Study shows Cass County in poor health

Published 2:07 pm Thursday, February 25, 2010

By AARON MUELLER
Cassopolis Vigilant

Cass County ranks in the bottom half of the state in a recent national study by the University of Wisconsin Population Health Institute, which ranked the health of 82 counties in Michigan.

The report, which was based on data between 2002 and 2008, ranked Cass 50th in health factors and 63rd in health outcomes. The study was done for each state in the country but did not make comparisons from state to state.

Dr. Frederick Johansen, medical director at the VanBuren and Cass County District Health Department, doesn’t put too much stock in the rankings.

“It’s very, very difficult to make a comparison from county to county,” he said. “The wealthier counties of course are on top or the Upper Peninsula counties with no inner city populations.”

He also added the report overlooked the fact that although there is only one hospital in Cass, residents often get care in other counties or Indiana.

Johansen does think the report has some value in that it looks beyond just medical care.
“It’s good from the standpoint that it looks at individual indicators for a county,” he said. “It does give support to the credence that health is more than the medicine that there is in a county.”

The report looks at two health outcomes – how long people live (mortality) and how healthy people are while alive (morbidity).
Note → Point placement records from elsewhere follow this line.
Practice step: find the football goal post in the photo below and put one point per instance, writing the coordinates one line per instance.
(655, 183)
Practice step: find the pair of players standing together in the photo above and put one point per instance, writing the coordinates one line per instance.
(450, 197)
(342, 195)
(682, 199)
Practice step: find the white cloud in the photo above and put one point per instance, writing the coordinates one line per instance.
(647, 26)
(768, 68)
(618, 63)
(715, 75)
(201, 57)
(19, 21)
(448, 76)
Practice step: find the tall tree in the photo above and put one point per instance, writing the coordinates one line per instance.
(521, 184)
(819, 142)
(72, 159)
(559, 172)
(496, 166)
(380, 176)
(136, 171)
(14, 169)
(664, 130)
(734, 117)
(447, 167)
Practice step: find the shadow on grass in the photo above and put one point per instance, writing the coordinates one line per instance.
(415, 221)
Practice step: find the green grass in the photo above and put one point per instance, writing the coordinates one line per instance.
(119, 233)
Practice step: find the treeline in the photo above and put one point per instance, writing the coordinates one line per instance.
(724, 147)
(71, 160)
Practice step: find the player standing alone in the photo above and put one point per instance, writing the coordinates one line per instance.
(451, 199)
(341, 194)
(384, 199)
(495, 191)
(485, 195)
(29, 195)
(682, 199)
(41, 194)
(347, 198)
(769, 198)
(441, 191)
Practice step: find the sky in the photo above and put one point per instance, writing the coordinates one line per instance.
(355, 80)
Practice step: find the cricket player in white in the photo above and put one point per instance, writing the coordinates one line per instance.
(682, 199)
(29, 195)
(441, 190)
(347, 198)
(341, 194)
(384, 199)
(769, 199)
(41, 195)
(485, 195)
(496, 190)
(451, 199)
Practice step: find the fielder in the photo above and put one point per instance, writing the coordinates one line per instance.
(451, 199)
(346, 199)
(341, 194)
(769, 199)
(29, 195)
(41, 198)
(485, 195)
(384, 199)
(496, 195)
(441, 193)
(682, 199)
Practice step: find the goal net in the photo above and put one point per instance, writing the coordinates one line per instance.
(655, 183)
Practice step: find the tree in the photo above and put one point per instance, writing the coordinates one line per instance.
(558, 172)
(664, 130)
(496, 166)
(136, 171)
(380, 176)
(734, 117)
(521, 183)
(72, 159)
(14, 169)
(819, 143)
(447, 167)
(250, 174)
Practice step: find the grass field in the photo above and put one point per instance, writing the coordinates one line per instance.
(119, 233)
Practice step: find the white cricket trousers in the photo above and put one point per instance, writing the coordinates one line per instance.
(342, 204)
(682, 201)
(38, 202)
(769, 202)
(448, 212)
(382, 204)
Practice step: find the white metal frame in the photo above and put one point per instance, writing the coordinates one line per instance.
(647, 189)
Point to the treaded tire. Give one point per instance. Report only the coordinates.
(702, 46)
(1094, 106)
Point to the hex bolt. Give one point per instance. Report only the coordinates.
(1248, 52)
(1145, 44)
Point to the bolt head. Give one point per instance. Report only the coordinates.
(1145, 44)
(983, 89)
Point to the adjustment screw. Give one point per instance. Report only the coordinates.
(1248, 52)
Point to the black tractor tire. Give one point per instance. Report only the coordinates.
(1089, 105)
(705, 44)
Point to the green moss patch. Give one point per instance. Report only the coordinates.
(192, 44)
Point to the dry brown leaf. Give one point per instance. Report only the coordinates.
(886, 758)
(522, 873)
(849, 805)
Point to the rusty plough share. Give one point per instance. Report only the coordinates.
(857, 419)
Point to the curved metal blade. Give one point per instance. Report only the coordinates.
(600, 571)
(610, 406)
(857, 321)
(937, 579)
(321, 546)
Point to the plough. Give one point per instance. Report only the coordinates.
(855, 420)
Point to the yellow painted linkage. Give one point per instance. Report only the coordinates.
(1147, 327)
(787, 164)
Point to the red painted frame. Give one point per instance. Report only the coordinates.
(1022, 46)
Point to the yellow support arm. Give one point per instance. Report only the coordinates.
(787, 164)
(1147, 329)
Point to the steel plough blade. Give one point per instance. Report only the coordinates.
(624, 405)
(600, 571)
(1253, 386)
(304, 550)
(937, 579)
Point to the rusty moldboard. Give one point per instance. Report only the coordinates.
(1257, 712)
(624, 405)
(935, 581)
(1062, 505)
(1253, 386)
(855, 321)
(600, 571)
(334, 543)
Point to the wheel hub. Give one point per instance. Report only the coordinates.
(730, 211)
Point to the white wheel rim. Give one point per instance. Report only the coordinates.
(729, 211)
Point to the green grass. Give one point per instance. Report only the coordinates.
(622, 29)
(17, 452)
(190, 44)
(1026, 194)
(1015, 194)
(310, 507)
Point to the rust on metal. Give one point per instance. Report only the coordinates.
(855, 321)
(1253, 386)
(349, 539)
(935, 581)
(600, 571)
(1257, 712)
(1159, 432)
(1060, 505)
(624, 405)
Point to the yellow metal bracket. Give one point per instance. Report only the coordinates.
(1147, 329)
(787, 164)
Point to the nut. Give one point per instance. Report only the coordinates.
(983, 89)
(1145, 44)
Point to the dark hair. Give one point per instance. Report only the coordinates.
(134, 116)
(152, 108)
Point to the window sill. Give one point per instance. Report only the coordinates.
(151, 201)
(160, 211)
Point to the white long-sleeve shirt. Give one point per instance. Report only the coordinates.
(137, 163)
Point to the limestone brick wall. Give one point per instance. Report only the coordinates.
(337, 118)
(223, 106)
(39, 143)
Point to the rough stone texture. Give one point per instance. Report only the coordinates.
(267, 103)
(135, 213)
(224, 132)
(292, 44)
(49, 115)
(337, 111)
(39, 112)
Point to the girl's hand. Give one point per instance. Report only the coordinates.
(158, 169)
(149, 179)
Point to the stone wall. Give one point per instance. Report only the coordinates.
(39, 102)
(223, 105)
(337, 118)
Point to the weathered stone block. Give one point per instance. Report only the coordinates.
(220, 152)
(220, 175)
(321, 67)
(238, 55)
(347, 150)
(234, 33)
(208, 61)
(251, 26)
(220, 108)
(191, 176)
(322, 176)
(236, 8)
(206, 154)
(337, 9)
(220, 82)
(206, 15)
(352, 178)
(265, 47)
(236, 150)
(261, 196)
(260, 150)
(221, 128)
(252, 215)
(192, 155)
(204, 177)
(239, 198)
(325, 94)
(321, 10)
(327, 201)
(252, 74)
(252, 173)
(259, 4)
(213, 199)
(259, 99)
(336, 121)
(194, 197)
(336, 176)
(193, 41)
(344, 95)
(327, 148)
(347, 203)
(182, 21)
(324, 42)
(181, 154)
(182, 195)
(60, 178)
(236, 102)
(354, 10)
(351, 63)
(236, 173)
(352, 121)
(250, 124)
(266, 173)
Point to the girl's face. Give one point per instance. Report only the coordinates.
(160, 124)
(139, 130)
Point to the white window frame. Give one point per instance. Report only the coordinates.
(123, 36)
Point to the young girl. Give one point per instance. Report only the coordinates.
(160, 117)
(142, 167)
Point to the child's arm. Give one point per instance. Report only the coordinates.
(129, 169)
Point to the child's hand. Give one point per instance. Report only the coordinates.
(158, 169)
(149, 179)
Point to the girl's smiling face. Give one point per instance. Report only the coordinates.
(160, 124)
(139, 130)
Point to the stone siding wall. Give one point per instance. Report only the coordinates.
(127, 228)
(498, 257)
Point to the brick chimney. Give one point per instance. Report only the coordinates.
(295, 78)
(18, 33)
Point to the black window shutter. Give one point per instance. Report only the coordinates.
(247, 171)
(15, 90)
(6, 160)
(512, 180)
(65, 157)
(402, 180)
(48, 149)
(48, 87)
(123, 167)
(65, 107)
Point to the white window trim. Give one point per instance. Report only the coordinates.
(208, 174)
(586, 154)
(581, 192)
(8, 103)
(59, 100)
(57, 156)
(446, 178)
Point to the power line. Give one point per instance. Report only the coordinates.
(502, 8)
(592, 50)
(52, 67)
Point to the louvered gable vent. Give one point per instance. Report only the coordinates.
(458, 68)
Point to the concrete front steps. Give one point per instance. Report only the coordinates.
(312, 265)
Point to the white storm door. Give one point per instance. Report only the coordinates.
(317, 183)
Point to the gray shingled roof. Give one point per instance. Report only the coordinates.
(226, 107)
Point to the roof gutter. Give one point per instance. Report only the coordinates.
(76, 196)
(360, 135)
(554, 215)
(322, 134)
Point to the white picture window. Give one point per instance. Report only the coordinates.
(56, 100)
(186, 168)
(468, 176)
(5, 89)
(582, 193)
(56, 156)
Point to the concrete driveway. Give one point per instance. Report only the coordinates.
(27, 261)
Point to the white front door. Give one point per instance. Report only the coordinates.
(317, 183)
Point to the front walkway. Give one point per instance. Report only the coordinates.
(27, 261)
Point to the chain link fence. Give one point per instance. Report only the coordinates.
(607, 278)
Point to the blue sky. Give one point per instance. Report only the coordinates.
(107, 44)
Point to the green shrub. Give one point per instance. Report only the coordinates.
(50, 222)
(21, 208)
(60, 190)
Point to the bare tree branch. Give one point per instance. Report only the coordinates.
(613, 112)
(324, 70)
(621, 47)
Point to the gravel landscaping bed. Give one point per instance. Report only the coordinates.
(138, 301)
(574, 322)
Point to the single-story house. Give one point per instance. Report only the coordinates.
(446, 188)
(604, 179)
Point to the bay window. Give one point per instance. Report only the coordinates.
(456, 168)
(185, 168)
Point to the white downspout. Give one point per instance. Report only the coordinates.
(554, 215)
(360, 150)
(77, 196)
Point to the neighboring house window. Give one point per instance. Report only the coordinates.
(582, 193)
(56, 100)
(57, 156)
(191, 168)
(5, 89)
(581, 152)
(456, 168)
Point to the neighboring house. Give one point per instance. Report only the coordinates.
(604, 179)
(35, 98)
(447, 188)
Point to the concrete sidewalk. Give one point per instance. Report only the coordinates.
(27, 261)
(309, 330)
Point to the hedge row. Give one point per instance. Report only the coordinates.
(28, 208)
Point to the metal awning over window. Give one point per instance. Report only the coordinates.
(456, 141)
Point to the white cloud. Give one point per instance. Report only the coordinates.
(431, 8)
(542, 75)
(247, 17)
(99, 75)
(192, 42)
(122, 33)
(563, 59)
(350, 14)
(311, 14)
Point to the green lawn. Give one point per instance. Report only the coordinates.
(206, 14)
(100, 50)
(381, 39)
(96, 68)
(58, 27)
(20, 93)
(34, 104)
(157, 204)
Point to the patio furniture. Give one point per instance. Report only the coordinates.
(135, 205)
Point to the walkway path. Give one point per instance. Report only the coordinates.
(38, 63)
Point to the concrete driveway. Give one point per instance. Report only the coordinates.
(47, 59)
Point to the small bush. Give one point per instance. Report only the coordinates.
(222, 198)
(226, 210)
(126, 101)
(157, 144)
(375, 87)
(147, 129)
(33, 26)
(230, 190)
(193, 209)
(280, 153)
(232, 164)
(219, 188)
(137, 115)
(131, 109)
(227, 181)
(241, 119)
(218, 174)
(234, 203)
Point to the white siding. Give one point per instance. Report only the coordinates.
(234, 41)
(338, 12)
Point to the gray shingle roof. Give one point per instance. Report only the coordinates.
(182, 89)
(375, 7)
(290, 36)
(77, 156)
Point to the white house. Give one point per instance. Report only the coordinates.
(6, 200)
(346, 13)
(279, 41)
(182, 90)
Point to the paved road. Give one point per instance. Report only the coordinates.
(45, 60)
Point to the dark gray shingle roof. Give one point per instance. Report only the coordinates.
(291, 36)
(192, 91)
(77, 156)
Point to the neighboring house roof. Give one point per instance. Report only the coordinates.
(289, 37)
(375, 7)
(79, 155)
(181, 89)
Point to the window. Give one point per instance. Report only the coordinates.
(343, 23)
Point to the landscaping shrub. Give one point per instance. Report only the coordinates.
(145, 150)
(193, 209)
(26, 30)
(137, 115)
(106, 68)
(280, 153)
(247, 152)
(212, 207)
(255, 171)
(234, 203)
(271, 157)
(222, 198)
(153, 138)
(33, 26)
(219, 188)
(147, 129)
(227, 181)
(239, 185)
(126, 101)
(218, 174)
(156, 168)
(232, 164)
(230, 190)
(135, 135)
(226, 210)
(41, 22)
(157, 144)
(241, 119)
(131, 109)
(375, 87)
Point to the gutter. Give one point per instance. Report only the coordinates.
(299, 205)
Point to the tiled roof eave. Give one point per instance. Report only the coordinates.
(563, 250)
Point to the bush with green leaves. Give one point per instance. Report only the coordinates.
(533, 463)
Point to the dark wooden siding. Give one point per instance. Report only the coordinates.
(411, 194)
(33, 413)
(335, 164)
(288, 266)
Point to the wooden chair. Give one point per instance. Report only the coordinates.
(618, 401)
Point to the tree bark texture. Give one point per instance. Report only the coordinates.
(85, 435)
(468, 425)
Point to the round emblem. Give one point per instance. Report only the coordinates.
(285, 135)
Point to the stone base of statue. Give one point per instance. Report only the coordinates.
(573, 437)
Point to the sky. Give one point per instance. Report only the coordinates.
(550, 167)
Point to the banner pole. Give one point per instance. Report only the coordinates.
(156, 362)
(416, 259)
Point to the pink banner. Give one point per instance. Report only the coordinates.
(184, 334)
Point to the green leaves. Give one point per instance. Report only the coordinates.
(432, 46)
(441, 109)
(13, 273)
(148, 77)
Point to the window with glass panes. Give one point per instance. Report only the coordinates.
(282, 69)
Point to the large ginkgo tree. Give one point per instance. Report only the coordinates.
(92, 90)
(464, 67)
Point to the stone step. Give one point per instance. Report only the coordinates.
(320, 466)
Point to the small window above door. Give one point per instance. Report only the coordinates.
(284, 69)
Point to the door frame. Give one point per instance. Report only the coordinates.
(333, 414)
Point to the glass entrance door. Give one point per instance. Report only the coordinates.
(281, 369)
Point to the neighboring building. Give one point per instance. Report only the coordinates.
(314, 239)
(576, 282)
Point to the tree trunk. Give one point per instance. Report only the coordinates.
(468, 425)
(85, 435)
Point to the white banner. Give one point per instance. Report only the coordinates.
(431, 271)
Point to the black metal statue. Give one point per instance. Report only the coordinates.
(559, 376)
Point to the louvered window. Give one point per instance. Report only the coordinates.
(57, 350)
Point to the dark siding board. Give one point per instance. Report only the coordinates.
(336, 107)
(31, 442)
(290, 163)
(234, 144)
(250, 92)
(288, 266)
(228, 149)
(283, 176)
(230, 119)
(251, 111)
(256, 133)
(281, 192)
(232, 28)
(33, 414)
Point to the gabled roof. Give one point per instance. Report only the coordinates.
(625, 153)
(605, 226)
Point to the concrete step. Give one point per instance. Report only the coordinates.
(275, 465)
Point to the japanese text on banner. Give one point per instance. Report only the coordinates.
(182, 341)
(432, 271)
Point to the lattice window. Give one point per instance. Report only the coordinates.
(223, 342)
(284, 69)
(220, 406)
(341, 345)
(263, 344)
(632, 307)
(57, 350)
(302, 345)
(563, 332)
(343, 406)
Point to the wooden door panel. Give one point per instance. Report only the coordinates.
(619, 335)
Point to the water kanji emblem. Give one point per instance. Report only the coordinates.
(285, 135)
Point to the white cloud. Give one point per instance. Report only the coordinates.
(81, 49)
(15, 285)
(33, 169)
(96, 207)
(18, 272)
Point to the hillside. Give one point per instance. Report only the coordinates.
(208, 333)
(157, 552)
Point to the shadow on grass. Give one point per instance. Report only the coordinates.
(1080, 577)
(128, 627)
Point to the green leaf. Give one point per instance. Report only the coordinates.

It also examines four types of health factors – health behaviors, clinical care, social and economic factors and physical environment.
Johansen wasn’t too surprised to find the county ranked so low.

“Poverty was a factor. The ozone level hit us. Air pollution comes from Chicago and Milwaukee,” he said. “Many of the factors we already knew about.”

Johansen thinks the biggest health issue for the county is access to primary, pediatric and dental care.
He also hopes the report will help residents realize that exercise, a healthy diet and a smoke-free lifestyle are just as important as the quality of care they get from their doctors.

“It’s a good wakeup call that health is more than just clinical medicine,” he said.